A fun-fact about New Brunswick. They probably have the greatest quantity of Dairy Queens per capita in North America. The amount of DQ's we've seen is simply astonishing. Including all stops for food, gas, etc, I would estimate that we've stopped in 14 towns and cities across NB. No less than 12 of them had at least 1 Dairy Queen. At least three of them had multiple DQ's. Had we explored the other two towns more thoroughly, I'm confident they would have turned up at least one each as well. East coasters love their ice cream.

Another fun fact about New Brunswick - and generally speaking - the east coast. Pizza Delight is the preferred pizza restaurant. Sure you'll find an occasional Boston Pizza, Pizza Hut or a ma & pa but these are few and far between. Pizza Delight reigns here and the restaurants are built accordingly. Palatial, wondrous houses of deliciousness, warmth and love.
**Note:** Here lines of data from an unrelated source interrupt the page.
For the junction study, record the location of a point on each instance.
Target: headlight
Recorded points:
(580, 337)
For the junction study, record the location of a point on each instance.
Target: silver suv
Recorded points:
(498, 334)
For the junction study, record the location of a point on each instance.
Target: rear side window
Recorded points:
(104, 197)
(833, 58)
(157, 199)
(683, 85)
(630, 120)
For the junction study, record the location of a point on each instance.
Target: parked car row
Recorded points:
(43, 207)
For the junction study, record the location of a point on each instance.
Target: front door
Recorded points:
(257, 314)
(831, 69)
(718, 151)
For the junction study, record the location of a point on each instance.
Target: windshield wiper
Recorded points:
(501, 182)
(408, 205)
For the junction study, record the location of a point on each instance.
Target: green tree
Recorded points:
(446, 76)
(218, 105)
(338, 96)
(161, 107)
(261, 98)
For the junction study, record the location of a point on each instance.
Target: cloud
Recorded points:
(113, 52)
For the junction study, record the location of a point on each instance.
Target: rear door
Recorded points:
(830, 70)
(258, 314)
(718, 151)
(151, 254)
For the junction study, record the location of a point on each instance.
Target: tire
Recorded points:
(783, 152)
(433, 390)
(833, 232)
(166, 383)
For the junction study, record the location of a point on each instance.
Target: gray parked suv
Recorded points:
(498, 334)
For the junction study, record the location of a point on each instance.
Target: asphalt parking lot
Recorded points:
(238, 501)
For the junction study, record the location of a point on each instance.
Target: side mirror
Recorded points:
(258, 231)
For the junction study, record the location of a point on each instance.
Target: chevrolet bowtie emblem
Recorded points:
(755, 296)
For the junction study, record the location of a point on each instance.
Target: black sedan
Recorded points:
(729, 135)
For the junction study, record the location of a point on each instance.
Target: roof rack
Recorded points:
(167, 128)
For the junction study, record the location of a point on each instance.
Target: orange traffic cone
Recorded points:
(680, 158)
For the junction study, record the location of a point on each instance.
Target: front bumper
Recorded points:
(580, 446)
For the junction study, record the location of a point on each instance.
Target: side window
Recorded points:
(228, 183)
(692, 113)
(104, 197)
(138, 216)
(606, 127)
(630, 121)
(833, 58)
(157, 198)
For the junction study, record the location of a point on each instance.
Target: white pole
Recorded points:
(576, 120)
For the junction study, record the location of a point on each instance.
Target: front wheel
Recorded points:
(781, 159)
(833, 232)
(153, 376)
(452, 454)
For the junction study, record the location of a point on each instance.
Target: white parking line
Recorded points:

We took in a little afternoon delight in the Moncton PD today. Pizza? Delicious. Prices? Incredibly reasonable? Service? Attentive and efficient. And to top it off, we got to grill our own garlic bread. Seriously. They have a large grill in the middle restaurant and a bread bar beside it. You select as much bread as you want and grill one side. Then you butter the grilled side (with your choice of cheese, butter, garlic butter, red pepper spread, etc) and cook the other side. Voila. Free garlic toast and you've killed most of the time you'd spend waiting for your food.

That said, the road isn't all wine and roses. There's been an ever increasing problem. Dusty.

Twice now we've found him passed out deep into the dashboard. Typically - as those of you who frequent this report will know - he stands proudly and protectively just on top of the instrument panel. He acts as a guardian and navigator; pointing the way home and radiating an aura of pride and hope. So, to see him lying on his side - without pride, without hope and without dignity - is troubling. . We weren't sure if it was depression or fatigue or perhaps just the flu. But regardless, there is nothing sadder than a wallowing rhino.

The problem was clarified when I came into the hotel after running some errands and found the picture below.



I would have tried to discuss it with him, but I was both puzzled (by the plastic spoons) and somewhat frightened (by the swiss army knife he was branding). We've called a band intervention. Hopefully the local authorities won't need to get involved.